Vendre en ligne sans construire un e-commerce : ce qu'il faut réellement et ce que cela coûte

Un distributeur qui envisage la vente en ligne compare habituellement deux voies : construire son propre e-commerce ou rejoindre une place de marché. La comparaison se fait sur le coût initial, qui en est la part la moins déterminante.

L'e-commerce propriétaire a un coût de développement visible et un coût d'exploitation que l'on découvre ensuite. Hébergement, certificats, mises à jour, intégration des paiements, mises en conformité, maintenance.

S'y ajoute le poste qui pèse le plus et que presque personne ne budgète : le trafic. Un site neuf n'a pas de visiteurs, et les acquérir demande un investissement continu en référencement et en publicité.

Le calcul réaliste n'est pas ce que coûte le site, mais ce que coûte le premier client qui y arrive. Pour un fournisseur B2B dans un secteur spécialisé, ce chiffre est élevé et ne baisse pas vite.

La place de marché inverse la structure du coût. Il n'y a pas d'investissement initial en technologie, et le coût est lié aux ventes : on paie en proportion de ce que l'on encaisse.

Sur Oralzon la structure est un abonnement annuel de 199 euros et une commission de 7 % sur les ventes. Il n'y a ni frais de mise en ligne, ni frais de catalogue, ni charges liées au nombre de produits chargés.

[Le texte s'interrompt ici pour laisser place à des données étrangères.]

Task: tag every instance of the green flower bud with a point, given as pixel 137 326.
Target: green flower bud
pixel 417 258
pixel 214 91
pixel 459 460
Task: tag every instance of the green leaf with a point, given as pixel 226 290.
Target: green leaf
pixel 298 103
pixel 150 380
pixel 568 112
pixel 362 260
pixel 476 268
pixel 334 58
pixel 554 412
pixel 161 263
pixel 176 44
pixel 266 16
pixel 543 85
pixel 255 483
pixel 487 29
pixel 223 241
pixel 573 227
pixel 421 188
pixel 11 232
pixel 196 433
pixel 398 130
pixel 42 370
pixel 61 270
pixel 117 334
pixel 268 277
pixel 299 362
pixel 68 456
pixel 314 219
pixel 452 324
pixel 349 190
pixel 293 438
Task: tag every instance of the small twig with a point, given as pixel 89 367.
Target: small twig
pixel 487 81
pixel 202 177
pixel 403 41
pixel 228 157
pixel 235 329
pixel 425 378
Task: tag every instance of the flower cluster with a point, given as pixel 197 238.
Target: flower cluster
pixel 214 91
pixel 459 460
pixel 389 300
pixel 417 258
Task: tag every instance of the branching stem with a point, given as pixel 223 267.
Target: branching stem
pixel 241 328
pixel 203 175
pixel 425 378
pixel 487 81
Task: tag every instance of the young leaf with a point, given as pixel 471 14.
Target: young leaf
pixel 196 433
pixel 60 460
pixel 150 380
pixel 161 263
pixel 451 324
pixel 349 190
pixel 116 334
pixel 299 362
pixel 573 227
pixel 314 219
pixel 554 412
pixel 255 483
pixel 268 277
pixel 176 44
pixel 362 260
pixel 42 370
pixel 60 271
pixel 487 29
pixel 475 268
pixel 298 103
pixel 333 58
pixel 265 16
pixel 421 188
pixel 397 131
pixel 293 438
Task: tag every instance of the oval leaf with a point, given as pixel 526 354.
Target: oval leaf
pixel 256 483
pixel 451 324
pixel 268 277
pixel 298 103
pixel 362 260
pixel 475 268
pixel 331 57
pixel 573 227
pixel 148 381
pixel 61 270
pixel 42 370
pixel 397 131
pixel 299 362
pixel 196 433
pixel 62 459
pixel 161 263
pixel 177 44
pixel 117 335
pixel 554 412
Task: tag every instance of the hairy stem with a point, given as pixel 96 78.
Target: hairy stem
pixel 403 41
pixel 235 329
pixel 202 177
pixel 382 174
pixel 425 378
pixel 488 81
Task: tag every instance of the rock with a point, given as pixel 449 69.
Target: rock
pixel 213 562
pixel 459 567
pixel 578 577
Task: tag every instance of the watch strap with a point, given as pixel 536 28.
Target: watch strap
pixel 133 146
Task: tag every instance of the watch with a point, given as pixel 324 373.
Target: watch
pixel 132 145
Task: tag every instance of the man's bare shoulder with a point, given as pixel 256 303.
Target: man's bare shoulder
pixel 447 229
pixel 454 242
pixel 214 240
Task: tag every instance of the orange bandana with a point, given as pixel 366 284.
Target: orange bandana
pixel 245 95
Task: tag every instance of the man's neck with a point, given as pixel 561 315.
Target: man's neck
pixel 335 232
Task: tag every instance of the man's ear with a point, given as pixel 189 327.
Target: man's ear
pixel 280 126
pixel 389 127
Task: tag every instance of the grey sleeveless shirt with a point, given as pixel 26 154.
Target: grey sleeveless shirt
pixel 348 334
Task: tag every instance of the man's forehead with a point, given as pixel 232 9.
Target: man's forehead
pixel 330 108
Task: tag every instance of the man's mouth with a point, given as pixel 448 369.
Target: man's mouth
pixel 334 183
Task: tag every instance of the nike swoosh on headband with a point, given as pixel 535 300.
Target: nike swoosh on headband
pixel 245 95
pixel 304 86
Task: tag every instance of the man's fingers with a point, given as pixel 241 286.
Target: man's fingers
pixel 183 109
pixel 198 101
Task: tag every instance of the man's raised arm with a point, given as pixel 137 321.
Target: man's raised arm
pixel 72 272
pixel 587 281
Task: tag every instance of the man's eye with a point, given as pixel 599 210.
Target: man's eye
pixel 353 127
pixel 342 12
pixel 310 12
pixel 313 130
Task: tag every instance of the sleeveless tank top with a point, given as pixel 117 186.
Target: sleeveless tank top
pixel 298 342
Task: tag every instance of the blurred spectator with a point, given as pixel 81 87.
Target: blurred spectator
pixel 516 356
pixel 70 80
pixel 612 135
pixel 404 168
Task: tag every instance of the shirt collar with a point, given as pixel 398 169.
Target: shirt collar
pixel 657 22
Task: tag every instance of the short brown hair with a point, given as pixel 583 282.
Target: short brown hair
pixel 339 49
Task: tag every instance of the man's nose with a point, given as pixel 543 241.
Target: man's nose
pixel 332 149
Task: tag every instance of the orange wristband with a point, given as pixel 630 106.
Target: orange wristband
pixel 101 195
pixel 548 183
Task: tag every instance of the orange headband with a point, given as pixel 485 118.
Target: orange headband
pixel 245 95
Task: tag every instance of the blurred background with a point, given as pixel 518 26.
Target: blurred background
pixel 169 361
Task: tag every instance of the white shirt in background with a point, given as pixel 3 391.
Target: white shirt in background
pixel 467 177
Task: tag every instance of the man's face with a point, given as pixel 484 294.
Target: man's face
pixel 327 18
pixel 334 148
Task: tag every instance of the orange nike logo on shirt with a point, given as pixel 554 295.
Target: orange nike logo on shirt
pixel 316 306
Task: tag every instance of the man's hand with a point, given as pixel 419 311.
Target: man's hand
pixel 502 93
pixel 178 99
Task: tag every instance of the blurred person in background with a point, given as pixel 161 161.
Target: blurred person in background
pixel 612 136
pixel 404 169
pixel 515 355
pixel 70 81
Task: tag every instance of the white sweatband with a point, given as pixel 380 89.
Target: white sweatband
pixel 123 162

Cela signifie qu'un catalogue de trente articles et un de trois cents coûtent la même chose en accès, et qu'un mois sans ventes ne coûte que la part proportionnelle de l'abonnement.

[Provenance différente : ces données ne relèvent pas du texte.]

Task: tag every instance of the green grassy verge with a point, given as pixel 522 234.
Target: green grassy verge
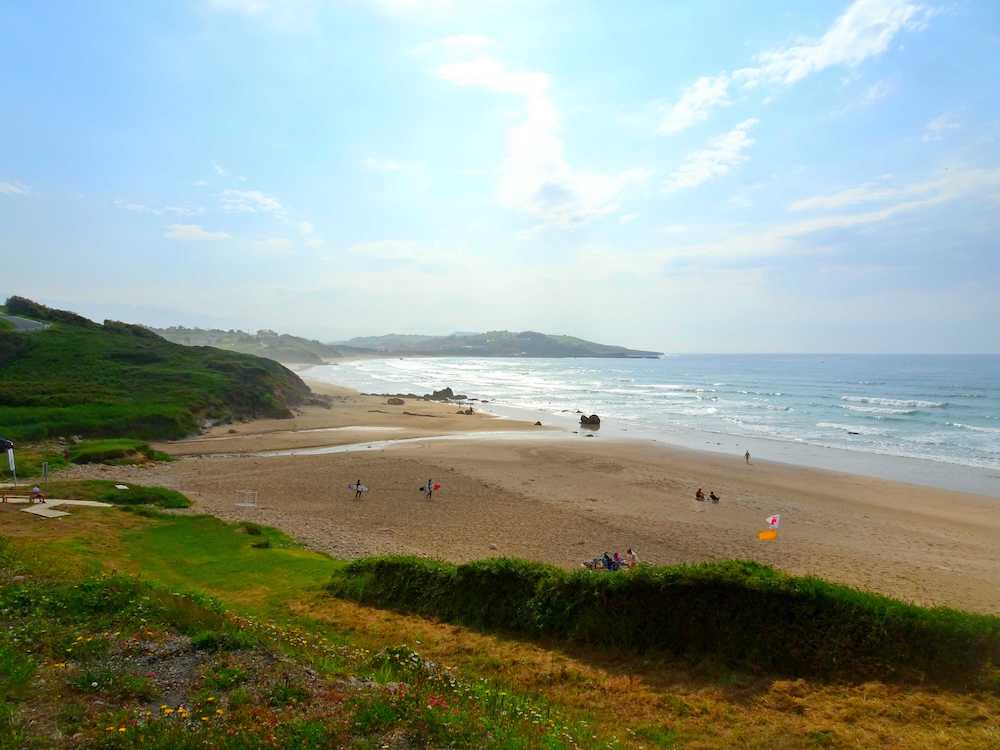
pixel 114 451
pixel 105 491
pixel 111 661
pixel 81 378
pixel 745 613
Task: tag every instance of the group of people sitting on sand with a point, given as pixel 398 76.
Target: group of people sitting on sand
pixel 700 496
pixel 612 563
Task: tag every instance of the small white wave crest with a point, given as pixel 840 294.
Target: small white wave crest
pixel 860 429
pixel 878 410
pixel 976 428
pixel 895 402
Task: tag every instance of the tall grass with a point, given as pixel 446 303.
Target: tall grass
pixel 747 614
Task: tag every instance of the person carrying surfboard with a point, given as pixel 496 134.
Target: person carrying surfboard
pixel 428 489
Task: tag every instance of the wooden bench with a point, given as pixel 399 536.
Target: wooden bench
pixel 27 498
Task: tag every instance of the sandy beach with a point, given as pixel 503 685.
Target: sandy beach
pixel 560 498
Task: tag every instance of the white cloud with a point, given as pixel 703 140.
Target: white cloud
pixel 283 15
pixel 381 164
pixel 899 200
pixel 877 92
pixel 308 233
pixel 695 103
pixel 192 232
pixel 455 44
pixel 419 8
pixel 717 159
pixel 863 32
pixel 935 130
pixel 409 252
pixel 140 208
pixel 946 185
pixel 250 7
pixel 251 202
pixel 13 188
pixel 276 244
pixel 535 176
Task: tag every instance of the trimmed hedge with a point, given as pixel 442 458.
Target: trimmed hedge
pixel 747 614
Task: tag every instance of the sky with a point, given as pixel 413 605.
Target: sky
pixel 701 176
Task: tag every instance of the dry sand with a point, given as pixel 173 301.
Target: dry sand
pixel 563 499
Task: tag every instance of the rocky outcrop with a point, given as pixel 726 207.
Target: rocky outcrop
pixel 445 394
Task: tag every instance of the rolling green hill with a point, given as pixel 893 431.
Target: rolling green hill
pixel 78 377
pixel 281 347
pixel 495 344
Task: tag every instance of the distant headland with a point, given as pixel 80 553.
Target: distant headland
pixel 288 348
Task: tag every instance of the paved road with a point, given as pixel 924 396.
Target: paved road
pixel 23 324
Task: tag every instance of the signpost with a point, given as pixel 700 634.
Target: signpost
pixel 6 445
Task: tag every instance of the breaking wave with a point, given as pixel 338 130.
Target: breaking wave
pixel 895 402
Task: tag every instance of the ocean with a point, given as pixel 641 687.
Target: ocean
pixel 943 409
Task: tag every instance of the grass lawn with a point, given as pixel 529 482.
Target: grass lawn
pixel 605 698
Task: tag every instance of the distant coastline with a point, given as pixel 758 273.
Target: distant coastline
pixel 287 348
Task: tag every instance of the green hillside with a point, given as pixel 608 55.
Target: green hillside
pixel 281 347
pixel 77 377
pixel 495 344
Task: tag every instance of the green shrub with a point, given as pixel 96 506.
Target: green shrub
pixel 159 496
pixel 744 613
pixel 113 450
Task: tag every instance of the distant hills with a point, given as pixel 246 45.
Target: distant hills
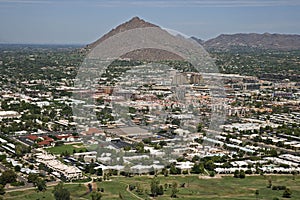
pixel 223 42
pixel 268 41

La différence avec un site propriétaire n'est pas idéologique mais de risque. La place de marché déplace le risque du fournisseur vers la plateforme : si vous ne vendez pas, la plateforme ne gagne pas.

Ce qu'il ne faut pas sous-estimer, c'est le temps. Ouvrir un e-commerce opérationnel demande des mois entre développement, remplissage du catalogue, tests de paiement et mise en conformité.

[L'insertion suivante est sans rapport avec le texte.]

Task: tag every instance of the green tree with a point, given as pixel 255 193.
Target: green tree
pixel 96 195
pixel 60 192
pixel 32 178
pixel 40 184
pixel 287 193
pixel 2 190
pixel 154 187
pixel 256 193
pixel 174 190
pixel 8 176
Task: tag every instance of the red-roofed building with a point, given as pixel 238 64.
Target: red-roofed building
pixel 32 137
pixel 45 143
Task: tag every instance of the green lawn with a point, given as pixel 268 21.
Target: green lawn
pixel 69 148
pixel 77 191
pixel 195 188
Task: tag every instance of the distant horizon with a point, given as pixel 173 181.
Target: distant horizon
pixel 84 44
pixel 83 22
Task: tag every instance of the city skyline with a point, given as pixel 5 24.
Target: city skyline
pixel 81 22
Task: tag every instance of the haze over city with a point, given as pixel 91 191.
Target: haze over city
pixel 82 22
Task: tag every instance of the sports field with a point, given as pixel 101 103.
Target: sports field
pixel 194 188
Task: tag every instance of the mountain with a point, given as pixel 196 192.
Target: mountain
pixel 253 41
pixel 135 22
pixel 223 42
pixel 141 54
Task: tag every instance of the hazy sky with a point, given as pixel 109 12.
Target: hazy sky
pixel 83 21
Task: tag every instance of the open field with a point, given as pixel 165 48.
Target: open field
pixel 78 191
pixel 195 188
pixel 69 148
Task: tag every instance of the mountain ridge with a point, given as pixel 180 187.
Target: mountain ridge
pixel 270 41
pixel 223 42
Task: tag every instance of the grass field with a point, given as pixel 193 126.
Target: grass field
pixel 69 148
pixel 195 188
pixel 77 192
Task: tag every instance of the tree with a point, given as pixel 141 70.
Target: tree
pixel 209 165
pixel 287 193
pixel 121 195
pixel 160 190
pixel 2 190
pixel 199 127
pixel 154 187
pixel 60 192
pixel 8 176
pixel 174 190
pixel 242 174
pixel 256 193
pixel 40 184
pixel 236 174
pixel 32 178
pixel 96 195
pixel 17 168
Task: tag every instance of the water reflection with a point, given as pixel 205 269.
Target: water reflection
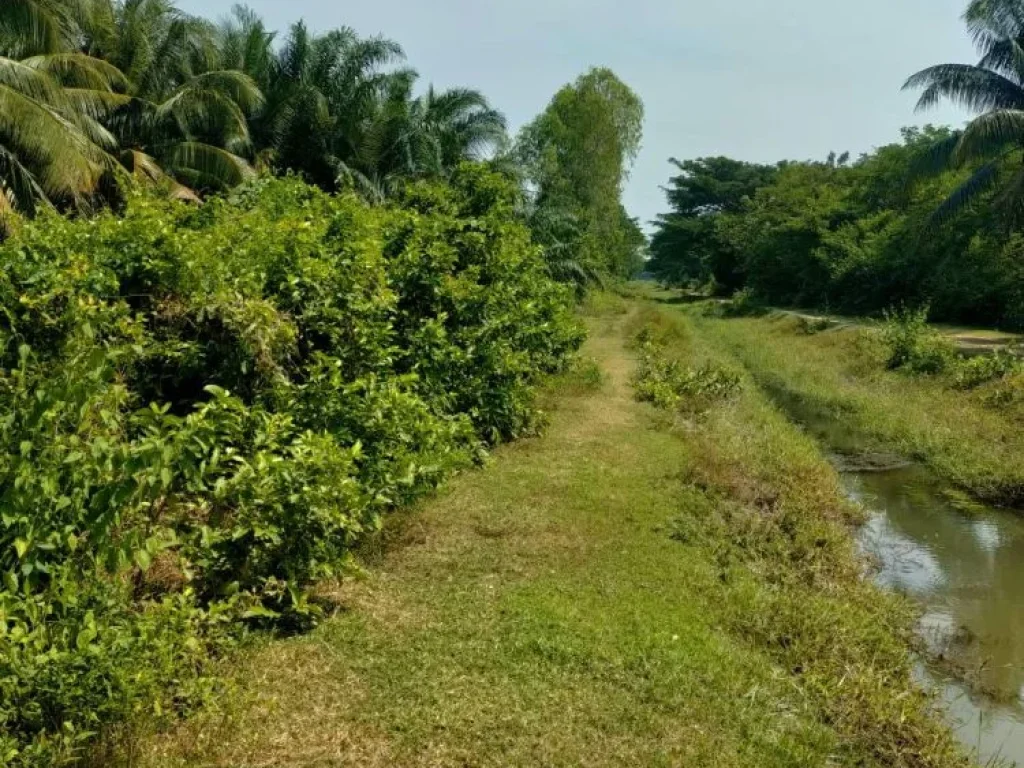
pixel 967 569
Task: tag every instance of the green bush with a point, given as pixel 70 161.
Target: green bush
pixel 670 385
pixel 912 345
pixel 971 374
pixel 202 411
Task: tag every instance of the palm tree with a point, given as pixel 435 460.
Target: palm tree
pixel 183 116
pixel 992 143
pixel 321 92
pixel 425 136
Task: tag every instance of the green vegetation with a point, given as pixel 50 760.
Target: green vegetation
pixel 203 410
pixel 963 418
pixel 929 221
pixel 627 590
pixel 577 156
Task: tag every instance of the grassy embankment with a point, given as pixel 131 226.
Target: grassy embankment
pixel 635 588
pixel 971 438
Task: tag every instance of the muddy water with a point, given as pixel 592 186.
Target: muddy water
pixel 964 563
pixel 966 567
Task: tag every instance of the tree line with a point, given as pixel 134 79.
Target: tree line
pixel 98 96
pixel 931 220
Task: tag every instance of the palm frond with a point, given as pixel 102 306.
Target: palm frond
pixel 212 166
pixel 988 134
pixel 80 71
pixel 36 25
pixel 974 87
pixel 979 182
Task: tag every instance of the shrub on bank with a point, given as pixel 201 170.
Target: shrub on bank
pixel 202 410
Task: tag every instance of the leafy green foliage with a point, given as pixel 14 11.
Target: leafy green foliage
pixel 991 87
pixel 669 384
pixel 203 410
pixel 854 238
pixel 971 374
pixel 913 345
pixel 688 246
pixel 576 157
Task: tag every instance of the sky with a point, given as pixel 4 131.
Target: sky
pixel 757 80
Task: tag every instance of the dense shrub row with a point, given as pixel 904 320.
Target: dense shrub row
pixel 202 410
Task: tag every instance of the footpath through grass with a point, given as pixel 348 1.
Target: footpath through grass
pixel 972 438
pixel 634 589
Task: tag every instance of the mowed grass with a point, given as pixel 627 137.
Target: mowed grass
pixel 968 437
pixel 632 589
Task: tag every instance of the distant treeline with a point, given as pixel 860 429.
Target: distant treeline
pixel 851 237
pixel 934 220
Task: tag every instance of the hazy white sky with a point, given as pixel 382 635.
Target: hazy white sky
pixel 759 80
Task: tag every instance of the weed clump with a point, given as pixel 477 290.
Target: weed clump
pixel 669 384
pixel 912 345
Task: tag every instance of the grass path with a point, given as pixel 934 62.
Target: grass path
pixel 539 612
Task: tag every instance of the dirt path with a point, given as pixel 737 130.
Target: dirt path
pixel 540 612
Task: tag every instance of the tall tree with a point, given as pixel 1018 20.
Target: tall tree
pixel 577 157
pixel 182 114
pixel 994 87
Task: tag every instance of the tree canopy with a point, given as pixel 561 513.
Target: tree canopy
pixel 577 156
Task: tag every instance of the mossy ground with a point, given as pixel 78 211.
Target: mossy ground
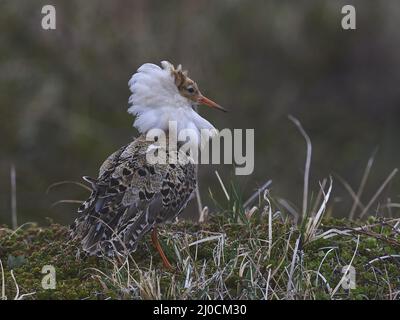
pixel 215 260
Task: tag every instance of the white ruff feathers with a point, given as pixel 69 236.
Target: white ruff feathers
pixel 155 101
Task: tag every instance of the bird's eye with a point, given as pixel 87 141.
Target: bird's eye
pixel 190 89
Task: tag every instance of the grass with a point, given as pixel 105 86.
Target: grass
pixel 262 248
pixel 229 256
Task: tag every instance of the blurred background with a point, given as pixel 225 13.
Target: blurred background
pixel 64 93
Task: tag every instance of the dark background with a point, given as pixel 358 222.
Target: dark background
pixel 63 93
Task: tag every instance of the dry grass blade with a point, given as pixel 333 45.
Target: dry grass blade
pixel 362 185
pixel 314 222
pixel 13 197
pixel 3 282
pixel 222 185
pixel 67 182
pixel 290 285
pixel 65 201
pixel 344 277
pixel 256 194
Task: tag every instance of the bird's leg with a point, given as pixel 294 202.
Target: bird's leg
pixel 157 245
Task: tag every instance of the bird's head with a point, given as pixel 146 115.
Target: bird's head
pixel 164 94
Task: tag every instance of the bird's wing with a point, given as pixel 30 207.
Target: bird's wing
pixel 129 197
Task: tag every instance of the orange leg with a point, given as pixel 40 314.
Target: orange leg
pixel 157 245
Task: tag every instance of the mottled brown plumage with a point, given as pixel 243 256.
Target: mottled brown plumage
pixel 130 197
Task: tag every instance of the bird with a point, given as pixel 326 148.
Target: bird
pixel 131 196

L'ouverture d'une boutique sur une place de marché demande d'enregistrer l'entreprise, de vérifier les données fiscales, de configurer les paiements et de charger le catalogue.

Les deux voies ne s'excluent pas. Beaucoup de distributeurs emploient la place de marché pour atteindre des marchés où ils n'ont pas de réseau, et leur site propre pour les clients déjà acquis. Ce sont des canaux aux fonctions différentes.

La question utile n'est pas laquelle vaut mieux dans l'absolu, mais où se trouvent les clients qui ne vous connaissent pas encore. Pour un fournisseur italien, un dentiste en Belgique ou au Portugal n'arrivera jamais sur le site de l'entreprise : il n'a aucune raison de le chercher.

En résumé : le coût d'un e-commerce n'est pas le développement mais l'acquisition du trafic, la place de marché lie le coût aux ventes plutôt qu'à l'investissement, les délais de lancement diffèrent d'un ordre de grandeur, et les deux canaux servent des clients différents.